What Are the Tidyverse Packages in R Language?
When working with Data Science in R then Tidyverse packages is widely used. They were created specifically for data science tasks and follow a consistent design making them easy to use and efficient.
Understanding Tidyverse Packages in R
There are eight core Tidyverse packages namely ggplot2, dplyr, tidyr, readr, purrr, tibble, stringr and forcats that are mentioned in this article. All of these packages are loaded automatically at once with the install.packages("tidyverse") command. .

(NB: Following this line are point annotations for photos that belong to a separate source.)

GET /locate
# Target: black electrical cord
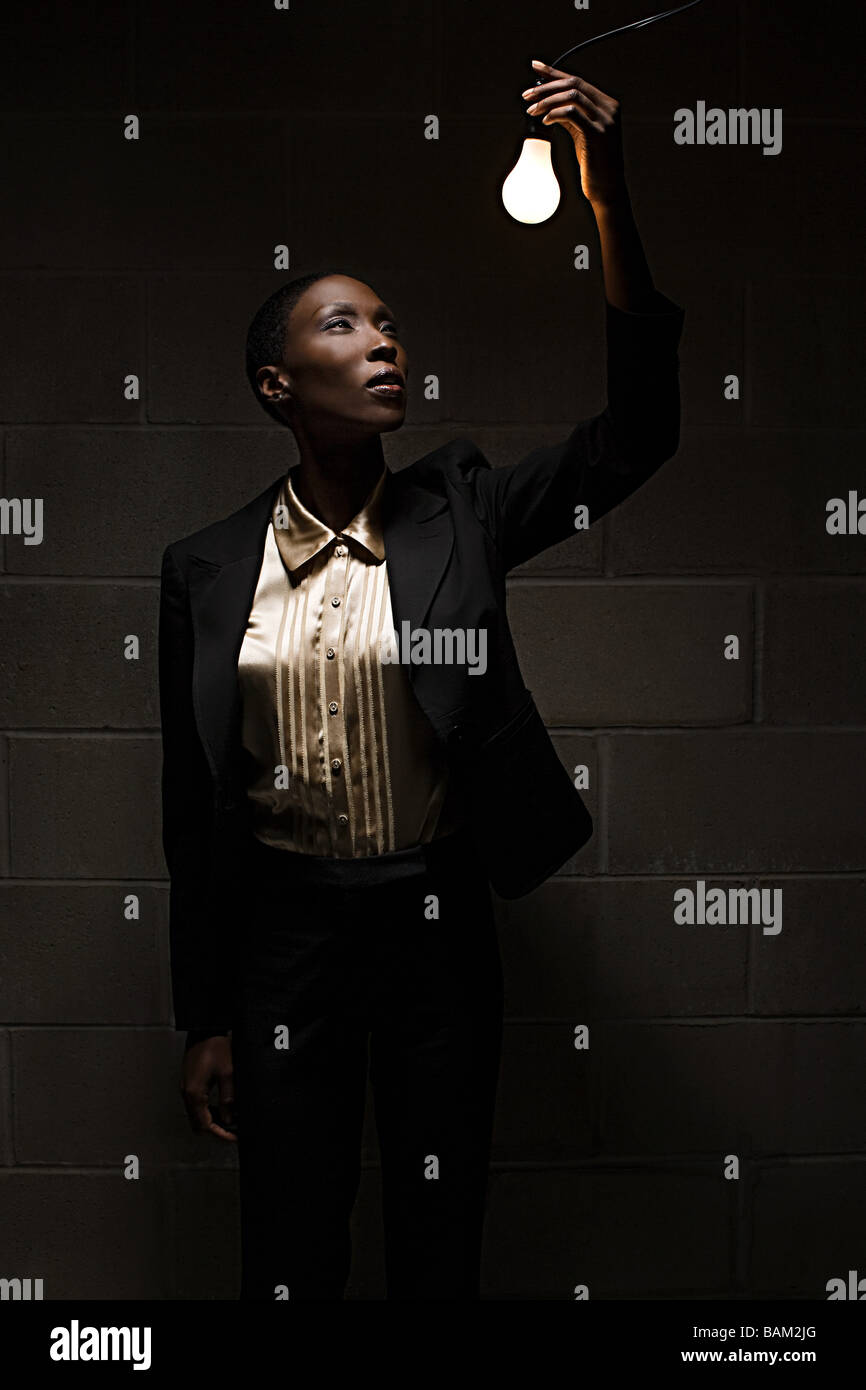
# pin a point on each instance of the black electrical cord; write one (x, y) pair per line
(637, 24)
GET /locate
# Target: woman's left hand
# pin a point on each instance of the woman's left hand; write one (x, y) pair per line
(592, 120)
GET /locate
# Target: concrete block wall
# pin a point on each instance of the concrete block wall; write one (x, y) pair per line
(306, 127)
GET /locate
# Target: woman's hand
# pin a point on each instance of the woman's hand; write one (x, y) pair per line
(205, 1064)
(592, 120)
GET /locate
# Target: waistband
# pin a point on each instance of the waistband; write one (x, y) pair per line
(448, 851)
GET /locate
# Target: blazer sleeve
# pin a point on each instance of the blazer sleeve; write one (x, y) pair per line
(530, 505)
(199, 965)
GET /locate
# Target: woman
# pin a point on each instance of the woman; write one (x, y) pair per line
(337, 804)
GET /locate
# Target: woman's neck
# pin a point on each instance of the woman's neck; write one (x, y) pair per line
(334, 485)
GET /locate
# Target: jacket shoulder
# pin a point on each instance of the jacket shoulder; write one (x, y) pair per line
(453, 460)
(216, 540)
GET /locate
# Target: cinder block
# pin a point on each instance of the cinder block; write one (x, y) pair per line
(736, 801)
(634, 653)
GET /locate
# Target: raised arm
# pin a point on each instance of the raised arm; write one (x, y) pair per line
(530, 506)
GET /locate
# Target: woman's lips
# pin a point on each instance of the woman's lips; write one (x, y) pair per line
(387, 388)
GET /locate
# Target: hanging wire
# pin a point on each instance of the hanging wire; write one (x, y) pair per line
(637, 24)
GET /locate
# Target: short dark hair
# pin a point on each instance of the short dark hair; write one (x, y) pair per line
(267, 332)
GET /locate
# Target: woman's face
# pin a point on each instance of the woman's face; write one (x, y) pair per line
(339, 335)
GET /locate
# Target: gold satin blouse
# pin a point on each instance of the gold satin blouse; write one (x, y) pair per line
(342, 759)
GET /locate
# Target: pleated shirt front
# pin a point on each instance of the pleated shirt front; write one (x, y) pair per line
(342, 761)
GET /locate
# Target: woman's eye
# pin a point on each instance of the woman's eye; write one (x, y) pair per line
(389, 323)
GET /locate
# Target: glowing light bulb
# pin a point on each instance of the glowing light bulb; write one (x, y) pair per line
(531, 191)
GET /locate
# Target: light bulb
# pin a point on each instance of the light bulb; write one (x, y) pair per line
(531, 191)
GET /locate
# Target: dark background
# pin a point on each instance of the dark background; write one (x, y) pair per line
(306, 127)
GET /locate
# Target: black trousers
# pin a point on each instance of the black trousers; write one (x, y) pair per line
(385, 966)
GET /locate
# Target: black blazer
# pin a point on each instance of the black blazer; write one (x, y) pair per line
(453, 527)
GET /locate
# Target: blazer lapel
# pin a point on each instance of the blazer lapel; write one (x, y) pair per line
(223, 576)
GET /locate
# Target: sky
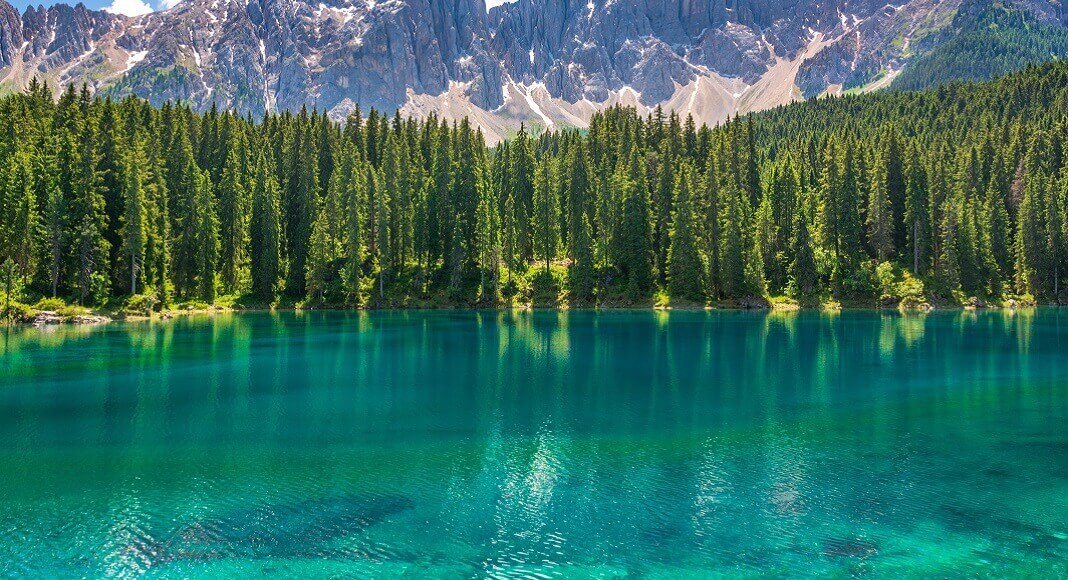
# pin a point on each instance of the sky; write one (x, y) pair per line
(129, 8)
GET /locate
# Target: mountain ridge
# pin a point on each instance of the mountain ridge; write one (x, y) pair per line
(538, 62)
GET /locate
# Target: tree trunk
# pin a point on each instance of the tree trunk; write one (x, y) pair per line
(915, 247)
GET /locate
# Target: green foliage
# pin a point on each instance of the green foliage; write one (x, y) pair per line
(959, 190)
(987, 38)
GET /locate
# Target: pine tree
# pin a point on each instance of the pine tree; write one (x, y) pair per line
(19, 221)
(635, 234)
(234, 205)
(685, 265)
(545, 223)
(803, 268)
(135, 215)
(265, 232)
(917, 214)
(880, 218)
(207, 235)
(354, 233)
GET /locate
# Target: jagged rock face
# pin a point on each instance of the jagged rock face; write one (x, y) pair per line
(561, 58)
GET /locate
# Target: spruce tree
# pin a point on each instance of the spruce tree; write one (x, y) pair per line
(545, 223)
(135, 215)
(265, 232)
(685, 265)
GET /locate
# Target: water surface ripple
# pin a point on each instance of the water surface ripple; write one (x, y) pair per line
(537, 444)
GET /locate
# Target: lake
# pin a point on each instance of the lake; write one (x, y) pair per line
(538, 443)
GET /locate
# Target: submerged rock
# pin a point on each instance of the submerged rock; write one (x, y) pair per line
(283, 529)
(46, 317)
(849, 547)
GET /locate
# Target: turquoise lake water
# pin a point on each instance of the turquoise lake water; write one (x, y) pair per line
(516, 444)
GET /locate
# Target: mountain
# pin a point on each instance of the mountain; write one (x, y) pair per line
(987, 38)
(540, 62)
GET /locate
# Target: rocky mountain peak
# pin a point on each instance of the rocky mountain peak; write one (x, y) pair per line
(540, 62)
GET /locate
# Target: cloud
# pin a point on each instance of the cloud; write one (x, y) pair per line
(128, 8)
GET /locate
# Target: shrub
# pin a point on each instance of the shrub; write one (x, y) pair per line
(50, 304)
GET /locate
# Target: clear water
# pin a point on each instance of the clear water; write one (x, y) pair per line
(578, 444)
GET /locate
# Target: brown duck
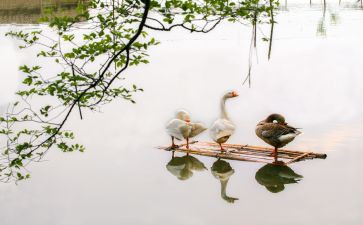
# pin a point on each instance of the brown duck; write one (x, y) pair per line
(275, 131)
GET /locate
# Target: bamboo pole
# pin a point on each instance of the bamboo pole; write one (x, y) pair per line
(244, 152)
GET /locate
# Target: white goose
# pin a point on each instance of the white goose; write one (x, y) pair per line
(223, 128)
(181, 128)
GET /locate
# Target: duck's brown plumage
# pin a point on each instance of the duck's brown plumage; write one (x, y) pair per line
(277, 134)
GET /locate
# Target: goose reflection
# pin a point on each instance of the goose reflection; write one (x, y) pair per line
(222, 170)
(183, 167)
(274, 177)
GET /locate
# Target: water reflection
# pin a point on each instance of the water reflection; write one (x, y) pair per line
(222, 170)
(183, 167)
(30, 11)
(274, 177)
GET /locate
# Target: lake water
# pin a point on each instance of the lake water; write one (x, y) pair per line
(314, 78)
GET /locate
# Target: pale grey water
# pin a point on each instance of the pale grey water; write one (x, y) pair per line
(315, 81)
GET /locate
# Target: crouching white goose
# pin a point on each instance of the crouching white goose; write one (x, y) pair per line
(181, 128)
(223, 128)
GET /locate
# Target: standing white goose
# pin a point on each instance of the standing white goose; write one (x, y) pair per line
(223, 128)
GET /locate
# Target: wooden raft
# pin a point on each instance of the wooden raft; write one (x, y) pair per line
(245, 152)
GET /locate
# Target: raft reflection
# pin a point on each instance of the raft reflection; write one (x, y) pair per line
(274, 177)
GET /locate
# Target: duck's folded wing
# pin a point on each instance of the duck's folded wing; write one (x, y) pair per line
(274, 130)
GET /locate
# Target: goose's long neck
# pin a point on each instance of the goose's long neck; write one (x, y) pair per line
(224, 114)
(224, 187)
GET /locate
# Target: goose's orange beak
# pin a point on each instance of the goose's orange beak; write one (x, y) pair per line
(234, 94)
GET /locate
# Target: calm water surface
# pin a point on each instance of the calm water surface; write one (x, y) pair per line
(314, 78)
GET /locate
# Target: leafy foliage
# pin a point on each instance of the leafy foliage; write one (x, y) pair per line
(90, 52)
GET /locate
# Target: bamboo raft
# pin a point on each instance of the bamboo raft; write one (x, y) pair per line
(247, 153)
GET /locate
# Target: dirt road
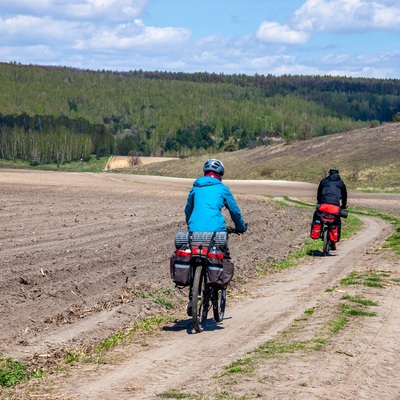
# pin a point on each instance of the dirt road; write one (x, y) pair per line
(82, 256)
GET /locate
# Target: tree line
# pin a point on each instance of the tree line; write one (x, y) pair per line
(176, 114)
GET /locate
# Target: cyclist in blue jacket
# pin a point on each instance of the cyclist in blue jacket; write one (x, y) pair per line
(204, 204)
(207, 198)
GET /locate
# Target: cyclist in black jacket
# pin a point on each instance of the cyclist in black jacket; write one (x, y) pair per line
(332, 190)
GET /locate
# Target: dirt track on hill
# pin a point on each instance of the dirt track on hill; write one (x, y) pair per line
(82, 256)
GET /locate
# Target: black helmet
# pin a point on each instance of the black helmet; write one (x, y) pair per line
(214, 166)
(333, 170)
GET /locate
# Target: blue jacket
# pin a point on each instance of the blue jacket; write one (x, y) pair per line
(204, 204)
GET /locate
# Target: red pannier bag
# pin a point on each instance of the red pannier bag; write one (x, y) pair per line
(315, 230)
(329, 208)
(180, 269)
(334, 234)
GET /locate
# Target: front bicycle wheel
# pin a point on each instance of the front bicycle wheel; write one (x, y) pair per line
(219, 302)
(325, 249)
(200, 300)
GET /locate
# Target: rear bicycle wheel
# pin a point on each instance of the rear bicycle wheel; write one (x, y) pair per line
(326, 247)
(200, 300)
(219, 302)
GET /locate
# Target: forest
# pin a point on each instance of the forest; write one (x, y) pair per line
(59, 114)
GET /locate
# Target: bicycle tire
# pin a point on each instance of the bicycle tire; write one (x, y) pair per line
(219, 302)
(200, 301)
(325, 249)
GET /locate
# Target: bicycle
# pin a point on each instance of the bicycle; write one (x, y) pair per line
(328, 221)
(203, 295)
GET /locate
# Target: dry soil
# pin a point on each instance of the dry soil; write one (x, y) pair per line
(85, 255)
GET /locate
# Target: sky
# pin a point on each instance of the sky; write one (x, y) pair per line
(352, 38)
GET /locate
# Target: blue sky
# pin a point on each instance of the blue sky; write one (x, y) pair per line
(357, 38)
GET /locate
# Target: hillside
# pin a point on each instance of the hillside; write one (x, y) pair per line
(367, 158)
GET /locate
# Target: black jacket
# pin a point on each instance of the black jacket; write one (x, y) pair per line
(331, 190)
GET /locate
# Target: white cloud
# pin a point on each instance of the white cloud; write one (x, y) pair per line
(115, 10)
(136, 36)
(347, 15)
(38, 31)
(272, 32)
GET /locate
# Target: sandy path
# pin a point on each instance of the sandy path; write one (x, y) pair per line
(168, 363)
(80, 241)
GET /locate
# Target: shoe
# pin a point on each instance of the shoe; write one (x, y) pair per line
(189, 308)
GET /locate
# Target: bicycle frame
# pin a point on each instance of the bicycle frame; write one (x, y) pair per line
(327, 221)
(204, 296)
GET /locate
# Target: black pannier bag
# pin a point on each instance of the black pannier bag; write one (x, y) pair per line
(219, 269)
(180, 269)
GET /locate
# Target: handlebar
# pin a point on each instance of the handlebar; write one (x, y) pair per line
(230, 229)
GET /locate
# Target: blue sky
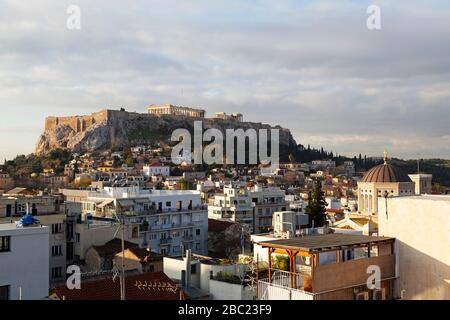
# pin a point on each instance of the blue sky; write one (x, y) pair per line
(310, 66)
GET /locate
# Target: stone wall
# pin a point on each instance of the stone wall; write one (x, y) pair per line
(77, 123)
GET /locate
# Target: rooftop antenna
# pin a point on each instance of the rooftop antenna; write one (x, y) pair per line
(121, 222)
(418, 163)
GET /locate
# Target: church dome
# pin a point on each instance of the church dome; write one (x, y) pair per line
(386, 173)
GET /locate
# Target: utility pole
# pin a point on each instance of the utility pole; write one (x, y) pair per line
(122, 295)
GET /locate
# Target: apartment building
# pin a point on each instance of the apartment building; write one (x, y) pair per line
(156, 169)
(165, 221)
(252, 207)
(316, 260)
(266, 201)
(24, 258)
(234, 204)
(57, 215)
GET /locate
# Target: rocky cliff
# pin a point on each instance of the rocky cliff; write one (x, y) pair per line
(114, 130)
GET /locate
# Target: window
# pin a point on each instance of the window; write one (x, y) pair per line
(5, 243)
(56, 228)
(56, 250)
(4, 293)
(56, 272)
(135, 232)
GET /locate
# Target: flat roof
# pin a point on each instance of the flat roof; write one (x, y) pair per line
(12, 229)
(323, 241)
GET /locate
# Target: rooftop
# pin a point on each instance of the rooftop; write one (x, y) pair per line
(138, 287)
(322, 242)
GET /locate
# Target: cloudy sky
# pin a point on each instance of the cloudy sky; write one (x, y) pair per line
(310, 66)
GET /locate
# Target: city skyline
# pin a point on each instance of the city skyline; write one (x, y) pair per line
(313, 68)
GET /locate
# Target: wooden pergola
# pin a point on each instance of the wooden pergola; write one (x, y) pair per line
(312, 245)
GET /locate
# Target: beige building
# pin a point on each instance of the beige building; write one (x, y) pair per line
(423, 182)
(421, 225)
(140, 259)
(382, 181)
(170, 109)
(6, 182)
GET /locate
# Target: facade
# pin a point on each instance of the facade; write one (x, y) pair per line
(234, 205)
(423, 182)
(266, 201)
(202, 277)
(6, 182)
(315, 260)
(156, 169)
(349, 168)
(164, 220)
(170, 109)
(140, 259)
(59, 216)
(253, 208)
(323, 165)
(421, 225)
(286, 224)
(24, 261)
(154, 286)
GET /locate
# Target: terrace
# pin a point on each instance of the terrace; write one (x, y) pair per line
(329, 266)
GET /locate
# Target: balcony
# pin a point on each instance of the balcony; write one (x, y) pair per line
(165, 241)
(285, 285)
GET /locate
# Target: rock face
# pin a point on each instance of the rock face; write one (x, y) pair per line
(115, 130)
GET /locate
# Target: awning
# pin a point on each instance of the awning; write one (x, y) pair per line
(126, 202)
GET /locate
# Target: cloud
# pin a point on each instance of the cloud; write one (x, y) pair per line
(311, 66)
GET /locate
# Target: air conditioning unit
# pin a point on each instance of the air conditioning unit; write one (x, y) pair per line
(379, 294)
(362, 295)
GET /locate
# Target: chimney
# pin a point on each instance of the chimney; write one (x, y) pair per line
(183, 278)
(188, 267)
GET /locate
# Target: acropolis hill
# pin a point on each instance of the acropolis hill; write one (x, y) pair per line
(118, 129)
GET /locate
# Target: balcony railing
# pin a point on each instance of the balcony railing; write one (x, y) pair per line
(285, 285)
(165, 241)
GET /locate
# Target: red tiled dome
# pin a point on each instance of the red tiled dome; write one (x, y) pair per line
(385, 173)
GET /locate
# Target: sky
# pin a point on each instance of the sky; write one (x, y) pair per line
(311, 66)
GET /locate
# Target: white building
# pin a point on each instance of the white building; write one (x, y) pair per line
(287, 223)
(333, 203)
(423, 182)
(234, 205)
(202, 277)
(24, 262)
(253, 207)
(349, 168)
(421, 225)
(323, 165)
(166, 221)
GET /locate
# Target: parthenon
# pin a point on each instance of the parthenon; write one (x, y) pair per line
(169, 109)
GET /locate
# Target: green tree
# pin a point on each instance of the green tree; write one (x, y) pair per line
(316, 206)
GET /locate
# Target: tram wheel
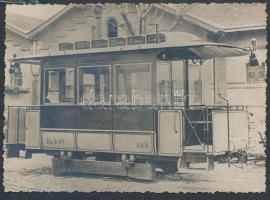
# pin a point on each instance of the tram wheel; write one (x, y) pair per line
(168, 167)
(106, 157)
(243, 157)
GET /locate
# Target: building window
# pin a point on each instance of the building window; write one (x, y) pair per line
(59, 87)
(16, 74)
(112, 28)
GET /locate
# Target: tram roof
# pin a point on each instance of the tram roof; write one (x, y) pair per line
(176, 46)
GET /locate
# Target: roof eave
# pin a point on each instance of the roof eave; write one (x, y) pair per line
(47, 22)
(17, 31)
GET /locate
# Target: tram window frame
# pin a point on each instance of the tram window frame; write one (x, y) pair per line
(163, 99)
(116, 97)
(78, 83)
(46, 86)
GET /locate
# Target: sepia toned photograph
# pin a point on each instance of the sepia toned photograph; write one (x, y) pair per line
(135, 97)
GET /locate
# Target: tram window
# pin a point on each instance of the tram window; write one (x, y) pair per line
(195, 85)
(59, 85)
(163, 83)
(112, 28)
(177, 83)
(94, 85)
(133, 84)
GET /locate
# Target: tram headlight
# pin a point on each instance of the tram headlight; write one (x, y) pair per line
(69, 154)
(132, 158)
(124, 157)
(62, 153)
(164, 56)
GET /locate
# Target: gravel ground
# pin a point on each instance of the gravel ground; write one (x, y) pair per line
(36, 175)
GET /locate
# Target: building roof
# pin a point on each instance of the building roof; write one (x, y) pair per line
(225, 17)
(28, 27)
(213, 17)
(20, 24)
(23, 23)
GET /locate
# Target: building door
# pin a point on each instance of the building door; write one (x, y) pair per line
(170, 131)
(32, 132)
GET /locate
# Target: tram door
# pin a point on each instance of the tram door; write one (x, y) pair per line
(32, 134)
(170, 131)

Category | Popular R Packages |
---|---|
Data Visualization and Exploration | ggplot2 |
Data Wrangling and Transformation | dplyr, tidyr, stringr, forcats |
Data Import and Management | tibble, readr |
Functional Programming | purrr |
In addition to these packages it also has some specialized packages that are not loaded automatically but need to be called. It include the DBI for relational databases, httr for web APIs, rvest for web scraping, etc. Now, let’s see the core Tidyverse packages and learn more about them:
Data Visualization and Exploration in Tidyverse in R
1. ggplot2 library
ggplot2 is an R data visualization library that is based on The Grammar of Graphics. It can create data visualizations such as bar charts, pie charts, histograms, scatterplots, error charts, etc using high-level API. It also allows you to add different types of data visualization components or layers in a single visualization.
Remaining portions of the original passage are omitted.